Introduction
In wireless network security, capturing a WPA/WPA2 4-way handshake is essential for cracking a network's password. However, before dedicating significant computational resources to a cracking attempt, it's vital to first verify that your capture file actually contains a complete and valid handshake. An incomplete or missing handshake will make any cracking attempt futile.
This lab will guide you through the process of using aircrack-ng, a powerful tool in the Aircrack-ng suite, to inspect a capture file (.cap) and confirm the presence of a valid handshake.
Locate the Captured .cap File in the Fluxion Directory
In this step, you will navigate to the directory where captured handshake files are typically stored and list its contents. For this lab, we have prepared a sample directory structure mimicking the fluxion tool's output.
First, change your current directory to the handshakes folder located at ~/project/fluxion/attacks/handshakes. Use the cd (change directory) command:
cd ~/project/fluxion/attacks/handshakes
Now that you are in the correct directory, use the ls -l command to list the files and their details. This will help you confirm the presence of the capture files we will be working with.
ls -l
You should see the following output, which includes wpa.cap (our valid handshake file) and invalid_handshake.cap (our empty file for comparison).
total 4
-rw-r--r-- 1 labex labex 0 Jan 01 12:00 invalid_handshake.cap
-rw-r--r-- 1 labex labex 3385 Jan 01 12:00 wpa.cap
Open a New Terminal Window
In a real-world scenario, you might have one terminal window running airodump-ng to capture traffic and another to perform other tasks. For this lab, we will continue using the same terminal to keep things simple. The purpose of this step is to ensure you are ready and focused for the verification command that follows.
No commands are needed for this step. Just ensure your terminal prompt is ready in the ~/project/fluxion/attacks/handshakes directory. We are now prepared to use aircrack-ng.
Run the 'aircrack-ng' Command on the .cap File
In this step, you will run the aircrack-ng command on the wpa.cap file. This command will analyze the file and report on its contents, including whether a valid handshake is present.
Execute the following command in your terminal. This tells aircrack-ng to process the wpa.cap file.
aircrack-ng wpa.cap
After running the command, aircrack-ng will display information about the capture file. The output will look similar to this:
Opening wpa.cap
Read 43 packets.
## BSSID ESSID Encryption
1 00:14:6C:7E:40:80 teddy WPA (1 handshake)
Choosing first network as target.
Opening wpa.cap
Reading packets, please wait...
The key piece of information here is WPA (1 handshake). We will analyze this in the next step. The command will appear to hang after "Reading packets," which is normal behavior as it's waiting for you to provide a wordlist for cracking. You can safely press Ctrl+C to exit the command and return to the terminal prompt.
Analyze the Output for '1 handshake' Confirmation
In this step, we will focus on interpreting the output from the previous command. As you saw, aircrack-ng provided a summary of the access points found in the capture file.
Let's look at the crucial line again:
1 00:14:6C:7E:40:80 teddy WPA (1 handshake)
The text (1 handshake) is the confirmation you are looking for. It explicitly tells you that aircrack-ng has successfully identified one complete WPA 4-way handshake associated with the BSSID 00:14:6C:7E:40:80 and ESSID teddy.
This confirmation means the wpa.cap file is valid and can be used for a password cracking attempt. If this message was not present, or if it said (0 handshake), any cracking attempt would fail.
Understand the Difference Between a Valid and Invalid Handshake
To fully understand the importance of verification, let's see what happens when you run aircrack-ng on a file that does not contain a handshake. We have an empty file named invalid_handshake.cap for this purpose.
Run aircrack-ng on this file:
aircrack-ng invalid_handshake.cap
The output will be very different. Since the file is empty and contains no network traffic, aircrack-ng will report that it found no data.

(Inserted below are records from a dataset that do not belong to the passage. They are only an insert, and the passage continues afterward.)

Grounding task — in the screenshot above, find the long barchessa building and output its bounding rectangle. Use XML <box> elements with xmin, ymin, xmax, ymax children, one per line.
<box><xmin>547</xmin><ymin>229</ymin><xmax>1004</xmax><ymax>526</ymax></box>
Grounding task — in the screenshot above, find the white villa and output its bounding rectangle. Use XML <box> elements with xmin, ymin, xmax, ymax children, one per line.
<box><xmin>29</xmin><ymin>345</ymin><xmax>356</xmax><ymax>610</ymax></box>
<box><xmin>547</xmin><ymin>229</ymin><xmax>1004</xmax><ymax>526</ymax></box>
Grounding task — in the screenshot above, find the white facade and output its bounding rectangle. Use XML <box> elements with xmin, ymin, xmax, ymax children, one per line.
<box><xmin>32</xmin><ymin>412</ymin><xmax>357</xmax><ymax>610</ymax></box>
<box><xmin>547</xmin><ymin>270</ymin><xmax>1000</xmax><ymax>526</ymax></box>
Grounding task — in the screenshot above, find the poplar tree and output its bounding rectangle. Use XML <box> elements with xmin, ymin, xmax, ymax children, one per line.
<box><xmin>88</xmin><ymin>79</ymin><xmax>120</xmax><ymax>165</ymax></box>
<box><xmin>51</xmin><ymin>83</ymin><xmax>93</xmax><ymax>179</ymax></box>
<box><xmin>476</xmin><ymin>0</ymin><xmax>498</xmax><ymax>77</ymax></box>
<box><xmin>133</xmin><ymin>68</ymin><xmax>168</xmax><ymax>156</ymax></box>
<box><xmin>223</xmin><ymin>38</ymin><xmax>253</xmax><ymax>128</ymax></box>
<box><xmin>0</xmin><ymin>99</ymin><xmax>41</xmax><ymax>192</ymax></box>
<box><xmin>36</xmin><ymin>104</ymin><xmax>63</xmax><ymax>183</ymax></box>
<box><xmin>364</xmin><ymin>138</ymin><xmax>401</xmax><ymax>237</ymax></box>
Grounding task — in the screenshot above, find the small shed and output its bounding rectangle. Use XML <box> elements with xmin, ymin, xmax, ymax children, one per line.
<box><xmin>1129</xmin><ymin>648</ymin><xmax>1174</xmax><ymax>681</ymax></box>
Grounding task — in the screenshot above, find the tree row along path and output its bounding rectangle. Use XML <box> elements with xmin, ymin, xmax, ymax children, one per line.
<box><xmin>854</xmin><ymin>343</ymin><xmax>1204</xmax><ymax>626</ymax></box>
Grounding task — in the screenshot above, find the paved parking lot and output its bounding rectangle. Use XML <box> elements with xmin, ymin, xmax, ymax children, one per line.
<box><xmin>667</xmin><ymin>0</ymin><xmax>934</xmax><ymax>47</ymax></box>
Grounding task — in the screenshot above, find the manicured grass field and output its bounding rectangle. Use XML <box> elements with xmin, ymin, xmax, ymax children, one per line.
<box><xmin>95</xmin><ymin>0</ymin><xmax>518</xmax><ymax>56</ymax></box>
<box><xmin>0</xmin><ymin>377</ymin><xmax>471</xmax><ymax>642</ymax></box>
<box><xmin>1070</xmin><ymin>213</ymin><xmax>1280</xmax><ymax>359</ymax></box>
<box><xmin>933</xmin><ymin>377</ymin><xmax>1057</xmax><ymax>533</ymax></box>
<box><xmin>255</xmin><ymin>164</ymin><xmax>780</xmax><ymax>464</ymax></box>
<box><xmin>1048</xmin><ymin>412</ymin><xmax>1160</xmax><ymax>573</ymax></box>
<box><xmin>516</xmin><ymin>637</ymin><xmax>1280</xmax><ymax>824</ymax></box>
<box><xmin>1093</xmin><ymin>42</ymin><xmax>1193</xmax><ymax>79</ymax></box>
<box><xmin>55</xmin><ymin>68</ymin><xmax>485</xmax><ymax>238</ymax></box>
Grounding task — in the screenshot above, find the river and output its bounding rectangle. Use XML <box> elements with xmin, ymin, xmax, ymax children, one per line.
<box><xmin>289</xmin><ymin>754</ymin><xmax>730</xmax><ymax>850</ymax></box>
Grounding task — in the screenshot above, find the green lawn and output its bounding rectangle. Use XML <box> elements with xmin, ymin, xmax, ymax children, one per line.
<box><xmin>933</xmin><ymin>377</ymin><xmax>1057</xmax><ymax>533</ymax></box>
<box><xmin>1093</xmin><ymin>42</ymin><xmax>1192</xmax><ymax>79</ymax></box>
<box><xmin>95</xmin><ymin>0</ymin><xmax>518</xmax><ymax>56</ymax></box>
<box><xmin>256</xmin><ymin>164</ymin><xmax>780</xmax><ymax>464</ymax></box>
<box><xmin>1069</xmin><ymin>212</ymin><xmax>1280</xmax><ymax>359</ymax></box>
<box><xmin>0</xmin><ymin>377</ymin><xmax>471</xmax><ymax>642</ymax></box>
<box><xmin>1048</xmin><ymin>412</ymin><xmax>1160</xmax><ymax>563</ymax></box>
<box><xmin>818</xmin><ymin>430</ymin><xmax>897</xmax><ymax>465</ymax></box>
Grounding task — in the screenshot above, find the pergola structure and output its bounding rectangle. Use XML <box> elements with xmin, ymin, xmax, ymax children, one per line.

Opening invalid_handshake.cap
Read 0 packets.
No networks found, exiting.
If the file had contained packets but no complete handshake for a specific network, the output would list the network with (0 handshake). The key takeaway is that without the (1 handshake) confirmation, the capture is not viable for cracking. This simple check saves you from wasting time and resources on an unusable file.
Summary
In this lab, you have learned the critical process of verifying a WPA/WPA2 handshake within a capture file. You successfully used the aircrack-ng command to inspect a .cap file, identified the (1 handshake) message that confirms a valid capture, and observed the difference in output when analyzing an invalid file. This fundamental skill is essential for any work in wireless network security, ensuring that your cracking efforts are based on viable data.